The fourth and final topic is cost imposition. The need to disrupt criminal cyber operations that have significant national security consequences or are linked to broader strategic campaigns carried out by non-state groups but that emanate from outside of U.S. borders is vital. The IST’s Ransomware Task Force report outlined ways that the U.S. can work with the international community on defensive actions and incident response. Furthermore, the FBI works closely with members EUROPOL’s Joint Cybercrime Action Task Force and INTERPOL to conduct coordinated defensive action, such as infrastructure take-downs, arrests, rapid patching, and malware disruption, so there is already connective tissue and institutional knowledge in place between Europe and some Five Eyes members. As noted above, the FBI is part of the FELEG, which was established in 2014—working groups intended to conduct intelligence-driven joint operations on a global scale.
In other words, the stage is already set for further defensive collaboration with the annual meeting of the Five Country Ministerial (FCM) in which interior ministers from all Five Eyes countries affirmed their commitment to collaborate to fight cyber threats. As the nature of transnational cybercrime, reckless malware, and espionage operations rise to the threshold of threatening national security, the need for coordinated cost imposition has intensified. Some coordination in military, diplomatic, intelligence cyber activities between the Five Eyes is likely already happening, though it is unclear both to what extent and whether there is regular coordination with FELEG. If there is not, then greater institutionalized collaboration is required, especially where the lines between state and non-state actors, criminal versus state action, and government versus civilian targets are increasingly blurred.
As it stands, the tightest and most comprehensive example of international collaboration appears to be the European Union’s Joint Cyber Union. Where the United Kingdom is no longer a member of the EU, creating a similar collaborative body focused on cyber among Five Eyes members, which already shares a close working relationship in military, intelligence, and law enforcement, may be a relatively easy win. Such a body, however, must go beyond intelligence sharing and law enforcement action by building structures within the alliance to focus on agreement and active cooperation on norms, capacity-building, operational collaboration across the range of cybersecurity issues, and an information element. The Five Eyes Cyber Collaborative would have touch points with the major government cybersecurity entities in the respective member nations.

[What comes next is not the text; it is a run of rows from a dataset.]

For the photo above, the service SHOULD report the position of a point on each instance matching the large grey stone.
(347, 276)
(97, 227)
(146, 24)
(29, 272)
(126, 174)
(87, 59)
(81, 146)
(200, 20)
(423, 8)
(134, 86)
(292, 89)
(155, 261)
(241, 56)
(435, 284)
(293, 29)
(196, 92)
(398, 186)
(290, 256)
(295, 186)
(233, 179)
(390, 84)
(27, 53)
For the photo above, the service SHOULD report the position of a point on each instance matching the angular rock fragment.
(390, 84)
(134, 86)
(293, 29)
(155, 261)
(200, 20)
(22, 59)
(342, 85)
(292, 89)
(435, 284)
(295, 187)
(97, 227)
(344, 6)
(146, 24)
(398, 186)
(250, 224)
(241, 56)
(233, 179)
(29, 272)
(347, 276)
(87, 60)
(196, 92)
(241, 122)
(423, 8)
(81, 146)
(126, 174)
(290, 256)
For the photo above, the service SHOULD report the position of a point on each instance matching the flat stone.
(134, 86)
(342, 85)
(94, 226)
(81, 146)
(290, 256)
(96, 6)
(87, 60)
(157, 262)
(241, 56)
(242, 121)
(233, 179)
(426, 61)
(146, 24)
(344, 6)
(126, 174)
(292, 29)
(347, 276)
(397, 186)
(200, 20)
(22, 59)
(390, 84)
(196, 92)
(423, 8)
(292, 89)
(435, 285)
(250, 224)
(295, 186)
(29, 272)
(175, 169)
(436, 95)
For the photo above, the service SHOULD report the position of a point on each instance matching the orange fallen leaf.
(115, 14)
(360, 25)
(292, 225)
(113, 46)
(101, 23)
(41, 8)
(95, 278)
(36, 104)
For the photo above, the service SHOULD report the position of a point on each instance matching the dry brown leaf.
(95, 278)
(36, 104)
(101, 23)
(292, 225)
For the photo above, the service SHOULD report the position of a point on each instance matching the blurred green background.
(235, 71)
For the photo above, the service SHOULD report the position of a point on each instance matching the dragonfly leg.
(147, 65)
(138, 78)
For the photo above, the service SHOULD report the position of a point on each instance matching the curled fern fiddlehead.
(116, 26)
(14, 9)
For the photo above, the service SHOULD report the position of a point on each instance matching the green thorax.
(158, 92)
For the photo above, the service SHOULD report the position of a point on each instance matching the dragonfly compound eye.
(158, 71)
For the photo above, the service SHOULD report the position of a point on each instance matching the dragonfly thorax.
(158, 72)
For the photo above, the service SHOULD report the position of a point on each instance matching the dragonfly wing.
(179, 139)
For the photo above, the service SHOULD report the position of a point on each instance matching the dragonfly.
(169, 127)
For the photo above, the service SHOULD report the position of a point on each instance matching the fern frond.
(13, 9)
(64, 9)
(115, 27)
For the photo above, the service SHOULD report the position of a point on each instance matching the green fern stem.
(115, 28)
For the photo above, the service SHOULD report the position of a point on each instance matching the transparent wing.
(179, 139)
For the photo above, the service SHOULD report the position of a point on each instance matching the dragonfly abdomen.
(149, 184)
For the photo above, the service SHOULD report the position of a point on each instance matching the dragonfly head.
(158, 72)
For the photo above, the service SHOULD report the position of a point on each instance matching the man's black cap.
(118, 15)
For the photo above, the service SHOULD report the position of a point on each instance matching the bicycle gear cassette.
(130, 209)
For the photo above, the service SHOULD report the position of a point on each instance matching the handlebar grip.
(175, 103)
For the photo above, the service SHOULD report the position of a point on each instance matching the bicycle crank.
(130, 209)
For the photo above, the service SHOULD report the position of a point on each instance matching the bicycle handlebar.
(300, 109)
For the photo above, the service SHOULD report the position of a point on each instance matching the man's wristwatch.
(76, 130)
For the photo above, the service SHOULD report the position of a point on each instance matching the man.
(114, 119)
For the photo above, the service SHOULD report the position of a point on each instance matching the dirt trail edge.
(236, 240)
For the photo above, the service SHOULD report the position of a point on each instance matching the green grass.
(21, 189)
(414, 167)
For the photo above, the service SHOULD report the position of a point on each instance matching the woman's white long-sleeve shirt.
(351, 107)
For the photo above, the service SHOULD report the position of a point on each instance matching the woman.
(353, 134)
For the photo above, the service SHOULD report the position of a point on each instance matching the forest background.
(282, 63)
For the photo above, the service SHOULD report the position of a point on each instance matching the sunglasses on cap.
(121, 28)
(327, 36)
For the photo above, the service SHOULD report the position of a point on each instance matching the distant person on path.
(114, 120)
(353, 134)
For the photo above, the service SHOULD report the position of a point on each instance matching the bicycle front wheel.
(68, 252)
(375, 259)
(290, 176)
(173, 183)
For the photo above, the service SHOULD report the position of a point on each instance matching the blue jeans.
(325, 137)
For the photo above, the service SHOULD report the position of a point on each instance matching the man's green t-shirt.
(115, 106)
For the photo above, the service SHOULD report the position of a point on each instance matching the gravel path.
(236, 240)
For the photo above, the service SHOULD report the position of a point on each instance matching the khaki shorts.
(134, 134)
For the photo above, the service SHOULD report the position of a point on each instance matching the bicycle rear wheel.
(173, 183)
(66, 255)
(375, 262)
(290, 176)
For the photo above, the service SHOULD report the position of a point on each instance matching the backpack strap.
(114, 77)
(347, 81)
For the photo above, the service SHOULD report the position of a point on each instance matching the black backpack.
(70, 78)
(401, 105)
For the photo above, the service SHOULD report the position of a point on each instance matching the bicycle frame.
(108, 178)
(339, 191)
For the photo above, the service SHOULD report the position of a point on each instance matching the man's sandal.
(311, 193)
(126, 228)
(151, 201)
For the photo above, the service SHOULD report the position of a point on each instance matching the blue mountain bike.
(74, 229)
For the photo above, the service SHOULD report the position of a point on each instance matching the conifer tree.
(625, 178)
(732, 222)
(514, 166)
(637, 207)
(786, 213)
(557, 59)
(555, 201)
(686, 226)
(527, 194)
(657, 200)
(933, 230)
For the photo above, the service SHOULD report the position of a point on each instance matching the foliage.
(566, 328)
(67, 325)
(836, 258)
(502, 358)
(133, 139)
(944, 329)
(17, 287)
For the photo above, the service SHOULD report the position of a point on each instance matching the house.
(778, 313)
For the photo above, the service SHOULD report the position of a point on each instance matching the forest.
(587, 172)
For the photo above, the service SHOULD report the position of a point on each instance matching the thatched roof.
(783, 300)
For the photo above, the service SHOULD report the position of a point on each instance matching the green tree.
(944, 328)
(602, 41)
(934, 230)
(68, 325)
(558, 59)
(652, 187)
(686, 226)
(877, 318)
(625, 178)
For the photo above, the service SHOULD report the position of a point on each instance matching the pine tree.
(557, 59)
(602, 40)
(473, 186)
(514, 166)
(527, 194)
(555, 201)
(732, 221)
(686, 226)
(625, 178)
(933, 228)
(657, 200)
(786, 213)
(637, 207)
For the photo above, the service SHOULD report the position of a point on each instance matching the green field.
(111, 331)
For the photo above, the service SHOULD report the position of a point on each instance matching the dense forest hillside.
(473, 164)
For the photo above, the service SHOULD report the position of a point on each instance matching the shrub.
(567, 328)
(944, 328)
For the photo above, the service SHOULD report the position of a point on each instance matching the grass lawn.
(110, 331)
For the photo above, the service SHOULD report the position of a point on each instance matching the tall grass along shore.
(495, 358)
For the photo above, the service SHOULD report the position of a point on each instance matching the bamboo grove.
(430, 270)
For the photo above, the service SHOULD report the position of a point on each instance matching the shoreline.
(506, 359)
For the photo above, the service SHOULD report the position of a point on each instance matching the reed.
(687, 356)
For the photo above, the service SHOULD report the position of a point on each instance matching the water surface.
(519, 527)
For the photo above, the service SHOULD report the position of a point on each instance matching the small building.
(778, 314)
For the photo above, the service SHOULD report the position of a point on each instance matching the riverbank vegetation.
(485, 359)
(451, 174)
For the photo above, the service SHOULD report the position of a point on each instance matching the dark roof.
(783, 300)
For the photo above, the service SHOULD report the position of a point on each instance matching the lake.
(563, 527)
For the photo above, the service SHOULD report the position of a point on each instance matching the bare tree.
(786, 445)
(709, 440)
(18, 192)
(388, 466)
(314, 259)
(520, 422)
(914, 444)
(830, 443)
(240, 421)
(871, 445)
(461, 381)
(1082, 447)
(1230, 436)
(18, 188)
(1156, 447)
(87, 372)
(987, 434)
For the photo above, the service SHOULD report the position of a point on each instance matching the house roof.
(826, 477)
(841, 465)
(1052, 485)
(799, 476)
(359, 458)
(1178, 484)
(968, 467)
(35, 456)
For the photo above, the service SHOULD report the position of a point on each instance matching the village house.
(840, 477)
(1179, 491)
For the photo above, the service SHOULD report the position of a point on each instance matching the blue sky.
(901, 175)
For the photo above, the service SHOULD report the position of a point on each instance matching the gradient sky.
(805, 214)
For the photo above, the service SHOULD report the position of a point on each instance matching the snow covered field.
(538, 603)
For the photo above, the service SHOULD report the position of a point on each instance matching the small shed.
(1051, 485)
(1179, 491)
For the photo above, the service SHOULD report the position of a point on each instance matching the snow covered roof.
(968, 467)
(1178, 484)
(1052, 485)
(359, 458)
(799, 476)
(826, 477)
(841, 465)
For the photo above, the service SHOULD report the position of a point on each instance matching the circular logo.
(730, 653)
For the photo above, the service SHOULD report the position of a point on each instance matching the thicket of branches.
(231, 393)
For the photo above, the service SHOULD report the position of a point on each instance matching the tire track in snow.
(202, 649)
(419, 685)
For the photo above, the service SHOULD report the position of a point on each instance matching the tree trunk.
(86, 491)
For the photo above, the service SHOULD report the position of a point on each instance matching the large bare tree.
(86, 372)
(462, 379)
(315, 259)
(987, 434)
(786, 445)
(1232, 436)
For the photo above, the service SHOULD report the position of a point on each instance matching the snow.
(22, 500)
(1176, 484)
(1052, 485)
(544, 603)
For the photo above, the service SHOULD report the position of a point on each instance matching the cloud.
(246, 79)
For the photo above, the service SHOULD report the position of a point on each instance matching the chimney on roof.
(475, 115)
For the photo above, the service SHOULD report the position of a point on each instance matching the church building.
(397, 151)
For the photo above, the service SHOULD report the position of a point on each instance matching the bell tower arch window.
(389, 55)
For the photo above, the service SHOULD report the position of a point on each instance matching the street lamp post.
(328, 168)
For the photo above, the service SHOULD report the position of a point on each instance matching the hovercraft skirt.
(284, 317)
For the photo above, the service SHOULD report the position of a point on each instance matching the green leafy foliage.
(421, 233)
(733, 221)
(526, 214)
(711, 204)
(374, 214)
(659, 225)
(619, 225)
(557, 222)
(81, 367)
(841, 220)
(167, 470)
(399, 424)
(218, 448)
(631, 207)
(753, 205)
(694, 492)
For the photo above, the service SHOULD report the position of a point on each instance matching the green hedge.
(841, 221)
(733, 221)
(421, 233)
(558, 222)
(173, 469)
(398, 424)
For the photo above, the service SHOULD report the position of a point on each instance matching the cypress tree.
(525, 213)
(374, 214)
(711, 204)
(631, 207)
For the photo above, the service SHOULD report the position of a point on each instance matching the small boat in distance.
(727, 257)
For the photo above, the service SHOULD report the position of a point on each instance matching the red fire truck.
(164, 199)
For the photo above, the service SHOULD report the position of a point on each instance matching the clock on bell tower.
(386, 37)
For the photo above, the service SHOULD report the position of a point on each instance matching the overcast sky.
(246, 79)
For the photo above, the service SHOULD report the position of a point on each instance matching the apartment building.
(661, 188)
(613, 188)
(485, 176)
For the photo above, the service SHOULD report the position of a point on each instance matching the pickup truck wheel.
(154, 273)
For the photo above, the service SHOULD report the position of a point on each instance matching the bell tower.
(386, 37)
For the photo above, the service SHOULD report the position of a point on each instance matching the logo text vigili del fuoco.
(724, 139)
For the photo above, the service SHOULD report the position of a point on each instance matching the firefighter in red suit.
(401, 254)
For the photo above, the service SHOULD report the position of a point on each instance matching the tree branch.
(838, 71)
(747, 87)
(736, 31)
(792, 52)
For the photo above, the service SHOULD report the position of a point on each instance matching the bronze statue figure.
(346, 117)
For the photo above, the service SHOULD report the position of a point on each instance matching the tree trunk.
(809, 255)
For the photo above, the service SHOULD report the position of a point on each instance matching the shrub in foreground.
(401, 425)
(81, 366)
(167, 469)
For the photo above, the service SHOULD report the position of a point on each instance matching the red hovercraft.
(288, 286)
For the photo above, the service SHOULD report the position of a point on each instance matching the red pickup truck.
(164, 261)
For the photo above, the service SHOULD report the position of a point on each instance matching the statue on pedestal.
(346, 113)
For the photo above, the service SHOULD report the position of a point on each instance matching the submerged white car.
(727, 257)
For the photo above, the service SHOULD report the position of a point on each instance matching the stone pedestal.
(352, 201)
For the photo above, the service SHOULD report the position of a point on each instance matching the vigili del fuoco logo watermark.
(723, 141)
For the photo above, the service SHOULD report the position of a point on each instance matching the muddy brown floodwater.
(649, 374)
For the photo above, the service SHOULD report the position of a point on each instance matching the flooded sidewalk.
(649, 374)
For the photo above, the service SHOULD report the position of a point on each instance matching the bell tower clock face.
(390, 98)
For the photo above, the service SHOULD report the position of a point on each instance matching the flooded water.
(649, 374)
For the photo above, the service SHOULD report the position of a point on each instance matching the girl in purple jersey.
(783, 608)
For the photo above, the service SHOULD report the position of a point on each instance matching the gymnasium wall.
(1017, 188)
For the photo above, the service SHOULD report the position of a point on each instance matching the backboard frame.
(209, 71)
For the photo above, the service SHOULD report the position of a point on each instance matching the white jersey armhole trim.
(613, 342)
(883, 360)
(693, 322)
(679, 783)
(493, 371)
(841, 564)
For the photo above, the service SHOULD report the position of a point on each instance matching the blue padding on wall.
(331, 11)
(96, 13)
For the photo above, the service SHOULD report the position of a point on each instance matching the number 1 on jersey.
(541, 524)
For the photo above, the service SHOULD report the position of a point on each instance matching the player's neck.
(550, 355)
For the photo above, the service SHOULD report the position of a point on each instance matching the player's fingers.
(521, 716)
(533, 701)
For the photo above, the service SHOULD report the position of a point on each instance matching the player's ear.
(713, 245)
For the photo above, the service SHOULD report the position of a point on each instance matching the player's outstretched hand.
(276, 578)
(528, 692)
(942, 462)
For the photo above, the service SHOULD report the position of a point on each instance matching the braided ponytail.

Similarly, this body should operate alongside the JCU, as a corollary node in a broader coalition of like-minded nations for effective international collaboration. Other nodes could be easily added and given assistance to strengthen their cybersecurity posture in exchange for active cooperation. The broader coalition should embody a multistakeholder approach, welcoming the participation of government, private sector, and nonprofit entities. Such a framework might serve as a model for future international collaboration on issues like supply chain security.
More research and consideration must be done on private sector participation, and whether or how to include the private sector in a global, multilateral/multistakeholder approach. For instance, research on how to integrate elements of each nation’s private sector—to include internet service providers, cloud infrastructure, and major software companies—and the laws or policies that might allow sharing and access to information–would be useful for decisionmakers.